Microsoft remains tight-lipped

Asked to respond to Wyden’s claim that Microsoft hasn’t been transparent about its role in the latest breach, the company released a two-sentence statement. “This incident demonstrates the evolving challenges of cybersecurity in the face of sophisticated attacks,” it read. “We continue to work directly with government agencies on this issue, and maintain our commitment to continue sharing information at Microsoft Threat Intelligence blog."

Wyden has long been known for his grasp of technical details involving cybersecurity and privacy, and his latest letter was no exception. When discussing the SolarWinds incident and Microsoft’s response to it, the senator wrote:

This is not the first espionage operation in which a foreign government hacked the emails of United States government agencies by stealing encryption keys and forging Microsoft credentials. The Russian hackers behind the 2020 SolarWinds hacking campaign used a similar technique, with a noteworthy difference. There, the targets were organizations that ran Microsoft’s identity management software on their own servers, rather than relying on Microsoft’s cloud service for user authentication, Azure Active Directory (Azure AD). That Microsoft software defaulted to not warning administrators when their organizations’ digital identity encryption keys were removed — even though removal is a rare event strongly indicative of suspicious activity. Moreover, while Microsoft had known since 2017 that such keys could be quietly exfiltrated from customer servers running its software, it failed to warn its customers, including government agencies, about this risk. Microsoft never took responsibility for its role in the SolarWinds hacking campaign. It blamed federal agencies for not pushing it to prioritize defending against the encryption key theft technique used by Russia, which Microsoft had known about since 2017. It blamed its customers for using the default logging settings chosen by Microsoft, and then blamed them for not storing the high-value encryption keys in a hardware vault, known as a Hardware Security Module (HSM). Instead, Microsoft used the incident as an opportunity to promote its Azure AD product. After a 2021 Senate Intelligence Committee hearing focused on the SolarWinds incident, Microsoft’s President Brad Smith told the committee that “[t]hose who want the best security should move to the cloud.” Microsoft’s customers heard the message—it is too hard to secure these keys on your own servers, so let Microsoft do it for you. In the three years since that high-profile hacking campaign, Microsoft’s cloud security business revenues have ballooned to over $20 billion a year.

Wyden went on to say some blame also falls on the Biden administration.
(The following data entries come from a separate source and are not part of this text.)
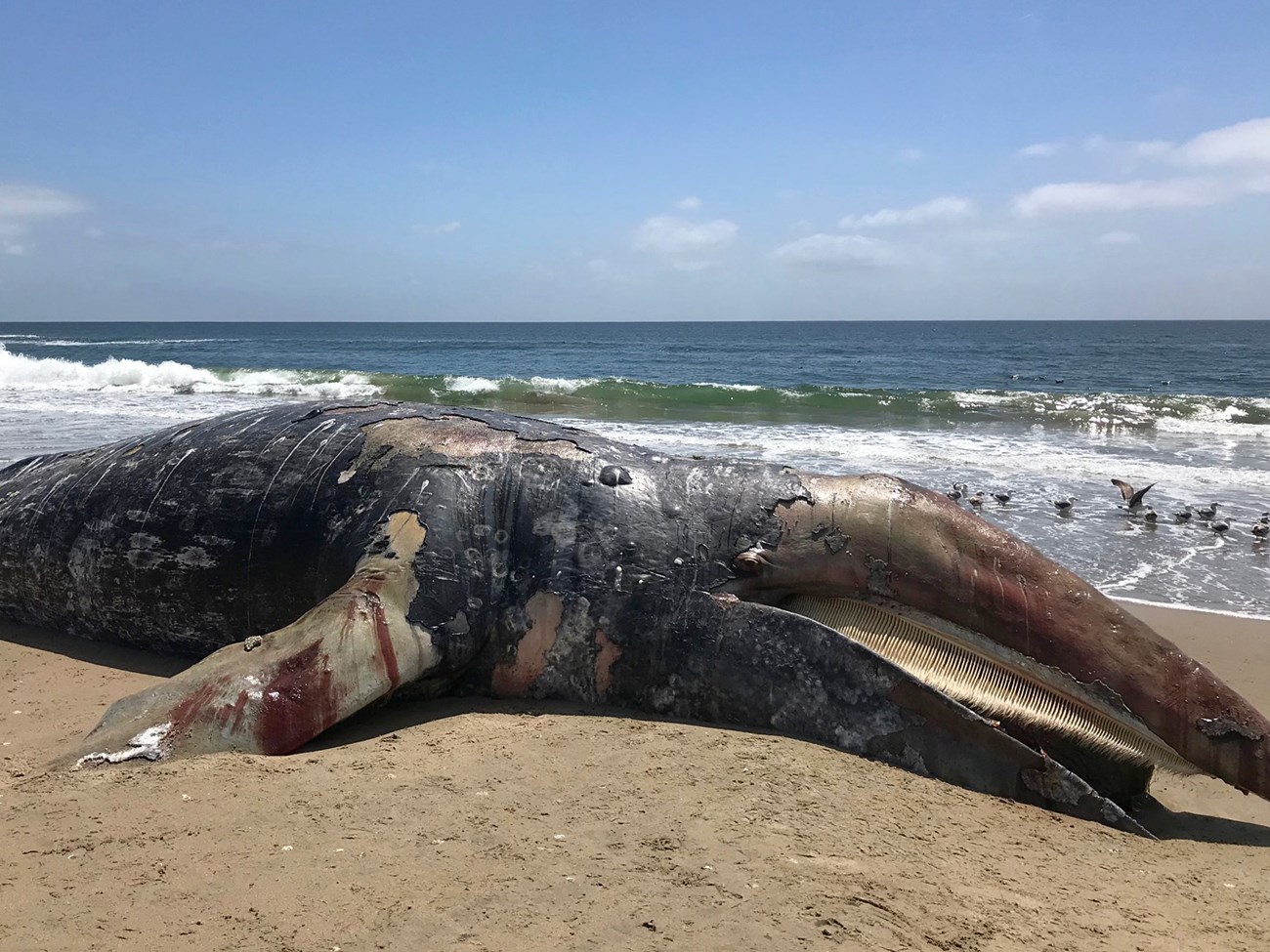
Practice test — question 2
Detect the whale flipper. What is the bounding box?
[73,512,441,766]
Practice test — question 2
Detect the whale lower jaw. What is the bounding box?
[783,596,1201,774]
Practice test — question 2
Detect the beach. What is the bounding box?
[0,603,1270,952]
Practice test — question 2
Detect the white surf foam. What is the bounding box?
[0,344,381,400]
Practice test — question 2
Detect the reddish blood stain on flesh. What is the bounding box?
[368,596,402,690]
[257,642,335,754]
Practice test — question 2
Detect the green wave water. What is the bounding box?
[280,372,1270,435]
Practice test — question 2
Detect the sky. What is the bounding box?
[0,0,1270,321]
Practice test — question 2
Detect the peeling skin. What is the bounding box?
[596,631,622,699]
[65,512,440,766]
[355,416,588,469]
[494,592,564,697]
[0,401,1270,822]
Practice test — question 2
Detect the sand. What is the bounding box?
[0,605,1270,952]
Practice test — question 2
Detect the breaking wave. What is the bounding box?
[0,342,1270,439]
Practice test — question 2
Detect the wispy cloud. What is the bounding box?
[1013,118,1270,217]
[632,215,737,271]
[1013,178,1241,219]
[0,182,88,255]
[770,233,901,271]
[1173,117,1270,168]
[838,195,978,228]
[587,258,630,284]
[1097,231,1142,245]
[1019,143,1063,159]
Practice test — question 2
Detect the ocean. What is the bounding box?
[0,321,1270,616]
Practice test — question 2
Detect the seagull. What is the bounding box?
[1112,479,1156,513]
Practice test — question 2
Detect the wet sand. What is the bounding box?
[0,605,1270,952]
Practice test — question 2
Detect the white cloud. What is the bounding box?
[587,258,630,284]
[634,215,737,271]
[1097,231,1142,245]
[1084,136,1173,161]
[0,182,88,221]
[1019,143,1063,159]
[1013,118,1270,217]
[771,235,901,271]
[1175,118,1270,168]
[1015,178,1245,219]
[838,195,978,228]
[0,182,88,255]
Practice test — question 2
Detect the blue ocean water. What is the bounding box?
[0,321,1270,613]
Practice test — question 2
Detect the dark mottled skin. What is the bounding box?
[0,403,1270,812]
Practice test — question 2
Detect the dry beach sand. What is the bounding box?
[0,605,1270,952]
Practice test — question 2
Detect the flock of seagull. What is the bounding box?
[945,479,1270,541]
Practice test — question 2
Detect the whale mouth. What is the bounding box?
[782,594,1201,774]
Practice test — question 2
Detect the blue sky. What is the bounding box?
[0,1,1270,320]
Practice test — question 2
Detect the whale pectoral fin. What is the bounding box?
[70,559,440,766]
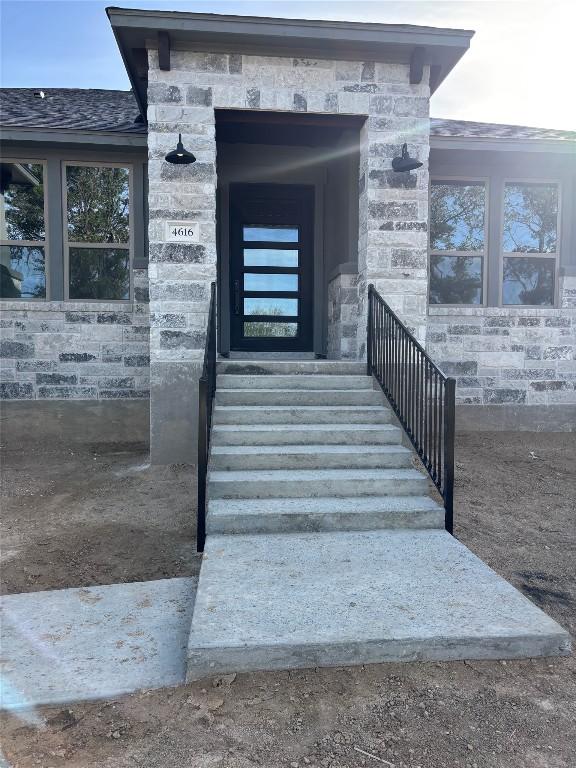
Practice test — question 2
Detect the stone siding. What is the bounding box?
[327,273,358,360]
[148,50,430,462]
[427,277,576,405]
[0,270,150,400]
In 2021 Biden issued an executive order that created a Cyber Safety Review Board and tasked it, among other things, with studying the SolarWinds attack. The SolarWinds review never took place.

“I have repeatedly pushed CISA and DHS [Department of Homeland Security] to direct the Board to study the SolarWinds incident, but have been rebuffed,” he wrote. “Had that review taken place, it is quite likely that Microsoft’s poor data security practices around encryption keys would have come to light, and this most recent incident might have been averted.”
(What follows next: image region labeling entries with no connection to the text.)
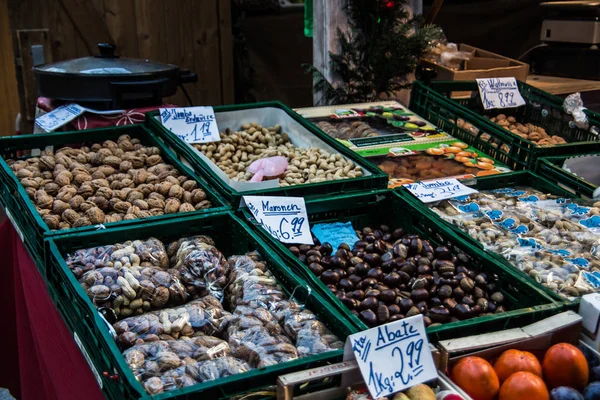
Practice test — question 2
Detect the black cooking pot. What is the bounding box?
[34,43,198,110]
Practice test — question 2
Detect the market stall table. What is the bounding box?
[0,220,104,400]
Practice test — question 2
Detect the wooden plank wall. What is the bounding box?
[0,0,19,136]
[7,0,233,133]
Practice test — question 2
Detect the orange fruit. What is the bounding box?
[451,357,500,400]
[494,350,542,383]
[498,371,550,400]
[542,343,590,391]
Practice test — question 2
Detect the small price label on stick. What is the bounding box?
[159,107,221,143]
[244,196,314,244]
[477,78,525,110]
[342,315,438,398]
[404,178,477,203]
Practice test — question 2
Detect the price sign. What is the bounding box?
[244,196,314,244]
[344,315,438,398]
[311,222,360,249]
[477,78,525,110]
[159,107,221,143]
[35,104,85,132]
[404,178,477,203]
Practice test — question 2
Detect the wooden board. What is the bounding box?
[527,75,600,95]
[0,0,19,136]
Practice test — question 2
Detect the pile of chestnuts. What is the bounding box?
[289,225,505,327]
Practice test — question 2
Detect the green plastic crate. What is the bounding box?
[396,171,579,306]
[48,212,358,399]
[146,102,388,209]
[0,125,228,277]
[409,81,600,170]
[241,191,562,343]
[535,154,598,199]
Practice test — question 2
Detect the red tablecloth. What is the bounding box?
[0,220,104,400]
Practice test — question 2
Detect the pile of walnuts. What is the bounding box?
[7,135,212,229]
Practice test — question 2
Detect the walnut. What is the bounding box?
[131,199,149,210]
[96,187,113,200]
[192,189,206,204]
[127,189,144,203]
[131,169,149,185]
[92,170,106,179]
[16,168,33,179]
[69,195,85,210]
[72,217,92,228]
[21,178,40,190]
[167,185,184,199]
[79,200,96,212]
[35,190,54,209]
[194,200,212,210]
[42,214,60,229]
[181,179,198,192]
[85,207,104,224]
[54,171,73,186]
[73,172,93,186]
[39,156,56,171]
[44,182,59,196]
[77,184,94,199]
[179,203,196,212]
[119,160,133,172]
[146,197,165,210]
[61,208,80,225]
[165,198,181,214]
[113,201,131,214]
[155,182,173,196]
[52,200,71,215]
[56,186,77,201]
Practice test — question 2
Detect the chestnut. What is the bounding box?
[319,270,340,285]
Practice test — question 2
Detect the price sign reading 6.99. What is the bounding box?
[344,315,438,398]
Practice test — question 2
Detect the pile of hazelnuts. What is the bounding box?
[289,225,505,327]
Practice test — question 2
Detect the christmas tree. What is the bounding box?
[310,0,441,104]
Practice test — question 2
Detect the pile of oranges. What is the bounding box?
[451,343,600,400]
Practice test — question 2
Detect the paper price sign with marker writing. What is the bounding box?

Wyden called on Easterly to direct the board to investigate the SolarWinds incident, with a focus on whether Microsoft stored the encryption key stolen in the breach in an HSM. He urged Garland to examine whether Microsoft’s “negligent practices violated federal law.” And he called on Khan to investigate Microsoft’s privacy and data security practices to determine if they violated laws enforced by the FTC.